Using Datavard Glue, SAP data together with SAP authorizations can be replicated to Hadoop. Once in Hadoop it can be accessed and processed by a Big Data analytics tool, as is Tableau, Power BI, Sisense or other.
Key features and benefits
- Modeling database tables in Hadoop
- Access to data in Hadoop from SAPGUI
- Data extraction from SAP system into Hadoop or the other way round
- Possibility to use Hadoop storage options for data extraction – HIVE and Impala
- Integration of Hadoop data into the SAP data flow
- Possibility to use Hadoop script editors (Hive, Impala, Pig)
- System integration with SAP Transport Management System
Modeling database table in Hadoop
Using Datavard Glue it is possible to create database tables in a similar way as in ABAP Dictionary (SE11).

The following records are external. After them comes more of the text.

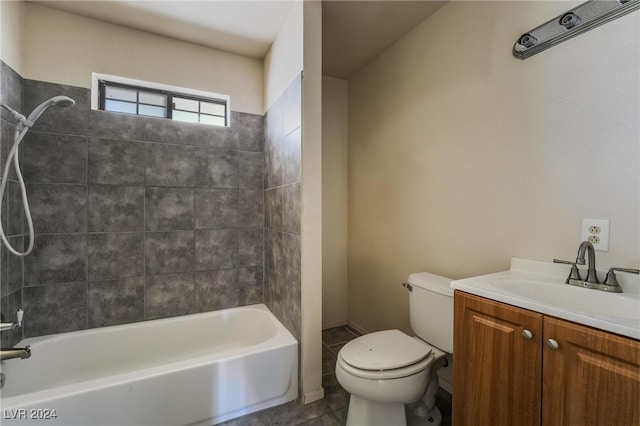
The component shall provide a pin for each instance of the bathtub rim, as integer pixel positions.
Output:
(282, 339)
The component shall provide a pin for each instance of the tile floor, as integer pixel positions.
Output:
(332, 410)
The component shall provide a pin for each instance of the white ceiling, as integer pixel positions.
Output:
(354, 31)
(245, 27)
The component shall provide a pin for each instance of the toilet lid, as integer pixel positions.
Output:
(384, 350)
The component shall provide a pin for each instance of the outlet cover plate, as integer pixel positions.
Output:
(596, 231)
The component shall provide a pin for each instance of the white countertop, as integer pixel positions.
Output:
(540, 287)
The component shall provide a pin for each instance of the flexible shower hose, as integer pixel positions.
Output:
(13, 156)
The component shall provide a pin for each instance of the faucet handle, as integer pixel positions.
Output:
(574, 274)
(611, 279)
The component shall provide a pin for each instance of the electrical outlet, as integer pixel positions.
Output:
(596, 231)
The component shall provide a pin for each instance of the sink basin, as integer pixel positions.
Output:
(540, 287)
(624, 308)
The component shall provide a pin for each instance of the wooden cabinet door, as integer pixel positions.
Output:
(592, 378)
(497, 371)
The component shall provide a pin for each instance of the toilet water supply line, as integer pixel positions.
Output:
(23, 126)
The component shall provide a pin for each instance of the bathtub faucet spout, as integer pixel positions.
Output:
(10, 353)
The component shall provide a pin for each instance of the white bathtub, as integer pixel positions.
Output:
(198, 369)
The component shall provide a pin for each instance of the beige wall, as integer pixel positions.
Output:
(284, 60)
(11, 13)
(65, 48)
(334, 201)
(461, 156)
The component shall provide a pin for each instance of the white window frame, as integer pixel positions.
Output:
(97, 77)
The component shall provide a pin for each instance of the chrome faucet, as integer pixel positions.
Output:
(592, 275)
(610, 283)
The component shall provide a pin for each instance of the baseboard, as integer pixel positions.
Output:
(313, 396)
(357, 327)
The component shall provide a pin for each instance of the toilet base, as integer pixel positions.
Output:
(373, 413)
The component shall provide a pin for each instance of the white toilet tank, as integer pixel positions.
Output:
(431, 309)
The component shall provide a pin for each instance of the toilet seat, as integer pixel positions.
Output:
(388, 354)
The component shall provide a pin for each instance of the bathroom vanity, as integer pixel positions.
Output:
(531, 365)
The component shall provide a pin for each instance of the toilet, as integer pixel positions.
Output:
(385, 370)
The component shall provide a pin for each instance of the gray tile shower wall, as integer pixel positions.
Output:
(11, 213)
(138, 218)
(283, 130)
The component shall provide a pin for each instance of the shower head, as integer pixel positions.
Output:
(60, 101)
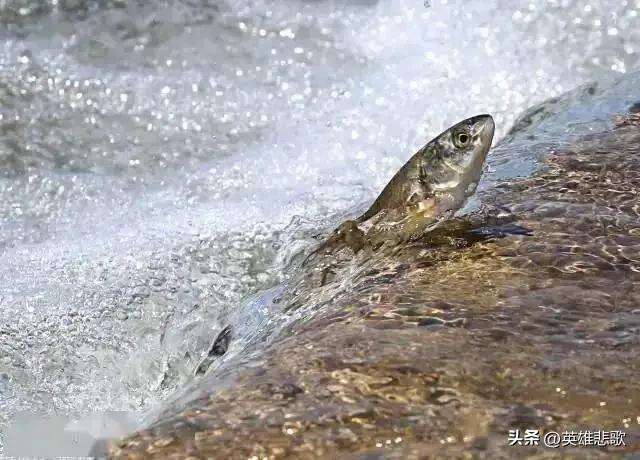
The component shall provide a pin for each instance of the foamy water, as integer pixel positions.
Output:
(162, 161)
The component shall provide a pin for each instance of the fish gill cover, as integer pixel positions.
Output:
(161, 161)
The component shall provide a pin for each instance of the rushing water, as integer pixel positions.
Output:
(161, 161)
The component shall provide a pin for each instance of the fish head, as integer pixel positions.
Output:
(463, 147)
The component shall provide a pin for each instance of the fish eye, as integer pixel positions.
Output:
(461, 139)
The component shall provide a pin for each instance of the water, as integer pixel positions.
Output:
(162, 161)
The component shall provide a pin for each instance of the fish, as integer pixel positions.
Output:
(431, 186)
(440, 176)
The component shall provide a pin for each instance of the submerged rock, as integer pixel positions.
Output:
(440, 345)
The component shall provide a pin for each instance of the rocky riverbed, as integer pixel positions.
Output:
(524, 314)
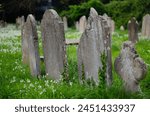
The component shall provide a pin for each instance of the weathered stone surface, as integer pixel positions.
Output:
(133, 30)
(53, 41)
(112, 26)
(20, 21)
(122, 28)
(82, 24)
(72, 41)
(65, 23)
(94, 43)
(3, 23)
(146, 26)
(130, 67)
(77, 25)
(25, 46)
(111, 22)
(32, 41)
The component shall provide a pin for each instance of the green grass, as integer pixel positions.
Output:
(16, 81)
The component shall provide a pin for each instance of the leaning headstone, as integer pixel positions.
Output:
(146, 26)
(122, 28)
(34, 58)
(77, 25)
(93, 44)
(53, 41)
(82, 24)
(112, 26)
(25, 46)
(130, 67)
(133, 30)
(111, 23)
(65, 23)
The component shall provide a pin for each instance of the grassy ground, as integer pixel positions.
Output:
(16, 81)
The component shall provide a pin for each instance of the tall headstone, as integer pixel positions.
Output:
(82, 24)
(133, 30)
(25, 46)
(122, 28)
(146, 26)
(33, 47)
(65, 23)
(53, 41)
(111, 22)
(130, 67)
(112, 26)
(95, 42)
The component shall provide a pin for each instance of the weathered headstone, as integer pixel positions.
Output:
(65, 23)
(25, 46)
(112, 26)
(77, 25)
(53, 41)
(94, 42)
(133, 30)
(111, 22)
(146, 26)
(130, 67)
(82, 24)
(122, 28)
(3, 23)
(20, 21)
(32, 41)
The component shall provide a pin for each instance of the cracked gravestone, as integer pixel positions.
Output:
(130, 67)
(53, 40)
(82, 24)
(94, 42)
(31, 43)
(146, 26)
(65, 23)
(133, 30)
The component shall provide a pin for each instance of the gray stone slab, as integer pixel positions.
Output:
(33, 47)
(130, 67)
(65, 23)
(82, 24)
(133, 30)
(146, 26)
(93, 43)
(53, 40)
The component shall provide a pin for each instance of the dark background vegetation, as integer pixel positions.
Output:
(120, 10)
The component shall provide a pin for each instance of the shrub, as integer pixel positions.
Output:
(76, 11)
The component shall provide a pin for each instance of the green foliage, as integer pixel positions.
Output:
(122, 11)
(17, 82)
(76, 11)
(102, 72)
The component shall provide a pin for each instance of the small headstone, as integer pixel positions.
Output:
(146, 26)
(112, 26)
(122, 28)
(77, 25)
(111, 22)
(65, 23)
(53, 40)
(82, 24)
(34, 58)
(130, 67)
(133, 30)
(94, 43)
(25, 46)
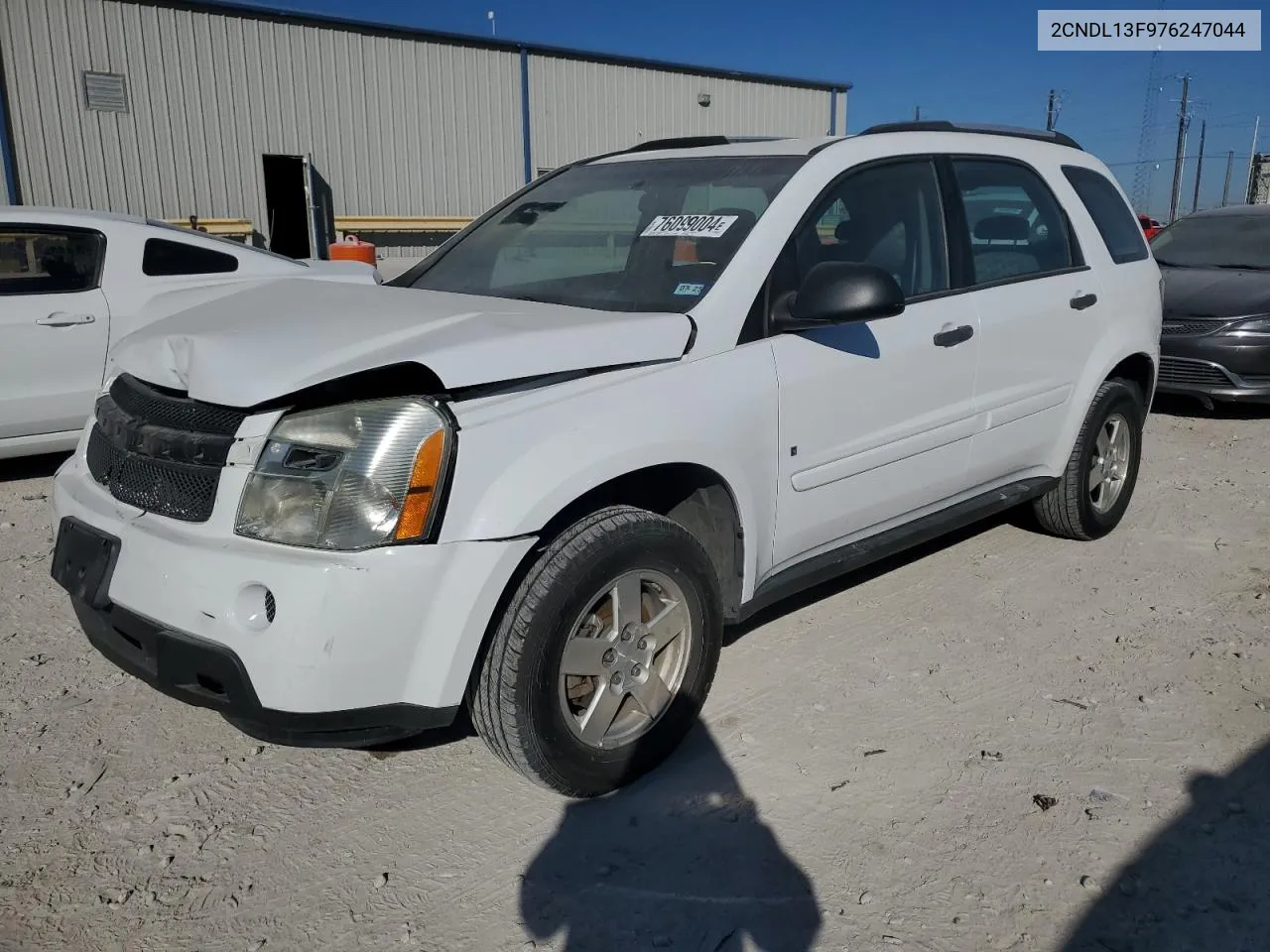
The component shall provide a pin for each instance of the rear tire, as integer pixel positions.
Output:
(544, 720)
(1107, 452)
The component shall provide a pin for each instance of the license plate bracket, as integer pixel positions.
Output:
(84, 560)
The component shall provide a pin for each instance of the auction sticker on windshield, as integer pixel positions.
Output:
(689, 225)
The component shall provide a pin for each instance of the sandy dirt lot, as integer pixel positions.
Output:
(1006, 742)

It is possible for the user to specify data types, and based on this classification, the system creates a corresponding table on the Hadoop side.
Accessing data in Hadoop
Datavard Glue Data Browser enables to access data in Hadoop directly from SAPGUI. This functionality is similar to ABAP Data Browser (SE16) and likewise it is used only to view content of tables.
Integration of Hadoop data with SAP data flow
Datavard Glue InfoProvider enables to retrieve data from Hadoop and use it for BW reporting purposes. The user can map Hadoop data to BW InfoObjects, and thus simplify the integration between Hadoop and complex SAP data flows.
Data extraction
Data extraction between SAP and Hadoop is supported in both directions. To extract data from SAP, the user needs to create a Hive (Hadoop) table from SAPGUI and trigger the extraction of data through a SAP job. The data transfer is accomplished using a Hive or Impala storage.
Using the same principles data can be transferred also the other way round from Hadoop into a SAP DDIC table. It is also possible to create a SAP table based on an existing Hadoop table and transfer data to it afterwards.
Hadoop script editor
Datavard Glue Script Editor was created to bridge the gap between SAP and Hadoop environments. Through Datavard Glue Script Editor the user can create in SAPGUI Hadoop specific scripts and then trigger them on Hadoop.
Following script types are supported:
- Hive
- Impala
- Pig
Integration with SAP Transport Management System
All objects created with Datavard Glue can be transferred using SAP Transport Management System (TMS). Glue objects are created on a SAP development system and in the case of Glue tables they are simultaneously created on a Hadoop cluster or another database connected to the SAP development system. With SAP TMS, the Datavard Glue objects meta data are transferred to SAP Quality/Test/Production system. Using Glue TMS the user can trigger the creation of Glue objects on the target system based on the imported meta data. In the case of Glue tables are with later step also created Hadoop tables on the Hadoop Quality/Test/Production cluster or another database.
Hadoop components utilized by Datavard Glue
Hadoop
The Apache Hadoop software library is a framework that allows distributed processing of large data sets across computer clusters using simple programming models. It is designed to scale up from single servers to thousands of machines, each offering local computation and storage. Rather than rely on hardware to deliver high-availability, the library itself is designed to detect and handle failures at the application layer, so delivering a highly-available service on top of a cluster of computers, each of which may be prone to failures.
HttpFS / WebHDFS
HttpFS and WebHDFS are very similar HTTP-based services. The main difference lies in handling of redirection requested by a Hadoop NameNode. HttpFS handles the redirection itself, while WebHDFS requires assistance of the client. The recommended Hadoop version is 2.6.0 or higher where major supportability improvements and bug fixes were applied to WebHDFS and HttpFS.
Hive
Hive is a data warehousing infrastructure based on Apache Hadoop. Hadoop provides massive scale out and fault tolerance capabilities for data storage and processing on commodity hardware.
Hive is designed to enable easy data summarization, ad-hoc querying and analysis of large volumes of data. It provides SQL which enables users to perform ad-hoc querying, summarization and data analysis easily. At the same time, Hive's SQL gives users multiple places to integrate their own functionality to perform custom analysis, such as User Defined Functions (UDFs).
Impala
The Apache Impala project provides high-performance, low-latency SQL queries on data stored in popular Apache Hadoop file formats. The fast response for queries enables interactive exploration and fine-tuning of analytic queries, rather than long batch jobs traditionally associated with SQL-on-Hadoop technologies.